Ben Wittes, long an advocate for clearer domestic legislation authorizing U.S. detention operations, writes to ask whether my recent post favoring the Senate’s over the House’s version of pending legislation signals a shift in my position opposing new such legislation. The short answer is no. Here’s why.

I’d praised the Senate’s draft of force authorization language as follows: “Where the House bill seemed intent on expanding the scope of that authorization (indeed, on expanding our understanding of the nature of the armed conflict in which the United States is engaged), the Senate bill appears to contain no such language. On the contrary, it ties detention authority squarely to the 2001 AUMF, and describes the scope of that detention authority precisely as the courts (and Obama Administration) have done in the Guantanamo habeas cases in the federal courts. It also, for the first time, makes express Congress’ intention that detention under this authority be carried out pursuant to the law of war.” In response, Ben asks: “Is there a softening here of opposition to detention legislation? Or is the apparent complacency about the Senate language merely complacency relative to the House language?”

It’s the latter. I’d intended to express a preference for the Senate version over the House version among bills currently on the table; not to express a preference for any legislation here over none. For reasons I’ve often expressed, I don’t think new legislation at this point purporting to clarify the domestic authority the detention operations we’ve been engaged in for a decade serves a productive purpose, either as a matter of policy or law. With respect to those currently detained, the courts have now reached a relative consensus on who may be lawfully held, reflecting a standard largely embraced by the executive as well. (It is a not a consensus with which I agree in all respects, but there can be little question that its contours have been subject to vigorous, adversarial debate: Congress passed a general law in the AUMF, the current executive proposed an interpretation of it (in light of intervening Supreme Court decisions), and the courts subsequently embraced that interpretation (more or less).) On the particular question of whether the existing detention authority should be interpreted in light of applicable international law, the President and the Supreme Court both, rightly, think it should.
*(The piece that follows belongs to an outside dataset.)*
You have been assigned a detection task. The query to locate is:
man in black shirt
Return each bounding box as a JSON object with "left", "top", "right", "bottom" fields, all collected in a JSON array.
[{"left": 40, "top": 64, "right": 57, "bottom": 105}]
Only a few judges on the D.C. Circuit seem to think otherwise. I think the Senate version on this issue sensibly comes down on the side of the President.) It took a decade to arrive at this point of relative clarity. New legislation would not usefully put a period at the end of that discussion. It would serve only to open a new series of debates.

But I don’t actually think the proponents of new legislation are mostly concerned with adding clarity, or due process legitimacy, to what has been done. As the House version of the pending legislation suggests, the purpose I think motivating most who are interested in new legislation is to make clear that what detention authority already exists should continue to exist, and in broader form, going forward. That is, that the United States should continue to have the authority to detain not only those held in the conflict in Afghanistan, for example, but also anyone we might pick up and suspect of terrorist activity anywhere else, whether or not tied to the attacks of September 11. It is hardly congressional engagement I object to in general. It is the content of this particular legislative action – the notion that broadening existing military detention authority (and, one might add, hamstringing the executive’s ability to prosecute detainees criminally) to combat the threat of international terrorism is a good idea. So given a choice between a bill that pursues this more-detention goal (the House version) and one that, as best I can tell, does not (the Senate), I’d certainly prefer the latter. That said, if I’m misreading the Senate bill – if it does in some way expand the scope of who may be detained beyond what the courts have said the existing AUMF already does – I’d be most interested to understand how.